準備のため厚労省は今夏、薬価に関する国民調査をする。たとえばがんの薬で「命を1年間延ばすのに、この程度の額なら公的医療保険で負担してもよい」という水準を聞く。

結果を製薬会社のデータなどと合わせ、薬の費用対効果を測る「ものさし」をつくる。調査で国民の「相場観」をつかめれば、ものさしに説得力をもたせやすい。

国の医療費は40兆円を超え、薬剤費はその約2割を占める。高額な抗がん剤や再生医療が普及すれば増加ペースは上がるとみられ、いずれ公的医療保険で賄いきれなくなるとの懸念は強い。今回の調査は危機感を国民全体で共有するきっかけにもなろう。

ただ、1年間健康に生きるためにいくらかけるかは、一人ひとりの人生観にもつながるデリケートな問題だ。単純に金額では割りきれない面もある。

薬の費用対効果の評価が定着している英国では、この金額は2万~3万ポンド(約280万~420万円)とされる。しかし英国の評価機関が高額な新しいがんの免疫薬の使用を推奨しない方針を示すと抗議が起き、見直しを迫られた。

過度の薬価引き下げは、製薬会社の開発意欲をそぎかねないという問題もある。新薬開発は10年近い歳月と1000億円前後の費用がかかる場合もある。優れた研究成果を国内で製品化できず、海外企業に先を越された例は多い。

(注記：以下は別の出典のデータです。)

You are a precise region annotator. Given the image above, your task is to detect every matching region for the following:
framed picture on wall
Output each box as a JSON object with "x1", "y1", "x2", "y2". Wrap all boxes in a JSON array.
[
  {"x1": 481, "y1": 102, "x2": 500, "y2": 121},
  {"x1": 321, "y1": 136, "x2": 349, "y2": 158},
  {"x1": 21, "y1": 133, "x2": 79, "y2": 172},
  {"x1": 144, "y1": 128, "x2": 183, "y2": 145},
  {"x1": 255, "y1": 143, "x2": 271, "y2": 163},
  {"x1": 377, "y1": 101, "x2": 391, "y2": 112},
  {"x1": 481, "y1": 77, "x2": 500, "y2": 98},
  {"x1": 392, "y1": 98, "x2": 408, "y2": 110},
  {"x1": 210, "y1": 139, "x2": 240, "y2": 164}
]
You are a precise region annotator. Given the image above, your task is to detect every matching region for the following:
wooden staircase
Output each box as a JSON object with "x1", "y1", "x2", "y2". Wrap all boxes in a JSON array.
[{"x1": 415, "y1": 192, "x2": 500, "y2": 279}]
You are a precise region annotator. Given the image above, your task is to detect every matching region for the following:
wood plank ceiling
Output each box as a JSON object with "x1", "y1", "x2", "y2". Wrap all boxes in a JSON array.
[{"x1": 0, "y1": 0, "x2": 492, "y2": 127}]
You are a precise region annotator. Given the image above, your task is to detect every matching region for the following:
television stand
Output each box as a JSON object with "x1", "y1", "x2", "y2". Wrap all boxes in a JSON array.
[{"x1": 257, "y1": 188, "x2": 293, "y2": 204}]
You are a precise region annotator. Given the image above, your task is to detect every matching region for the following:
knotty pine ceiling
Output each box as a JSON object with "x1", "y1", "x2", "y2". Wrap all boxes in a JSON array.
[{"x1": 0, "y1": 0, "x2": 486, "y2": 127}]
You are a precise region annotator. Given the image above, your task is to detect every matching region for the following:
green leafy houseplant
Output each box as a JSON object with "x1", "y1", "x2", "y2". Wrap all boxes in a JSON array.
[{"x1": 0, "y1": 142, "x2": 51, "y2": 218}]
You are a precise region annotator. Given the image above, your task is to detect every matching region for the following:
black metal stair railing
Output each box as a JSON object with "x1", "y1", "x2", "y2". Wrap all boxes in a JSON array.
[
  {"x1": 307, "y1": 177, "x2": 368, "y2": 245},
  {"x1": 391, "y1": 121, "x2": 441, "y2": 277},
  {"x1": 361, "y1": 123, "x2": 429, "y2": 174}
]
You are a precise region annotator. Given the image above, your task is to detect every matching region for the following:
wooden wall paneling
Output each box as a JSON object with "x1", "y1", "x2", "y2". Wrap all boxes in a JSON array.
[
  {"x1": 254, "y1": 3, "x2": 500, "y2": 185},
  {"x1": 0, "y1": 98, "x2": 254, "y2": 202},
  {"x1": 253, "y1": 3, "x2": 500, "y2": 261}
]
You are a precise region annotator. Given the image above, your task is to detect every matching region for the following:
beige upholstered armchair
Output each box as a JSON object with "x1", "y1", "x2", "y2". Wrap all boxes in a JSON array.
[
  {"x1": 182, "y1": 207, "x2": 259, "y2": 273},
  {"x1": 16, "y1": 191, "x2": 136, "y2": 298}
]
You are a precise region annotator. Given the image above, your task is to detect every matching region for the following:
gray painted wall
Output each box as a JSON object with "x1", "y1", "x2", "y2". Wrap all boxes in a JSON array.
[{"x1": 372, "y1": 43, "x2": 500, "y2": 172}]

高額の薬でも遺伝子解析などによって投与に適した患者を絞り込めれば、薬剤費が無制限に膨らむのを避けられる。逆に適用範囲が拡大し、価格が低くても量で稼げる薬も出てくるだろう。

費用対効果は、こうした技術の変化などを受け柔軟に評価する工夫が必要だ。信頼性があり客観的な分析ができる、英国のような独立した評価機関もいる。

費用対効果が思わしくない極めて高価な薬を、公的医療保険の対象からはずすのも検討課題だ。富める者だけが良質な薬を買えるという不公平感を生まぬよう、医療全体の質を底上げすることが前提なのは言うまでもない。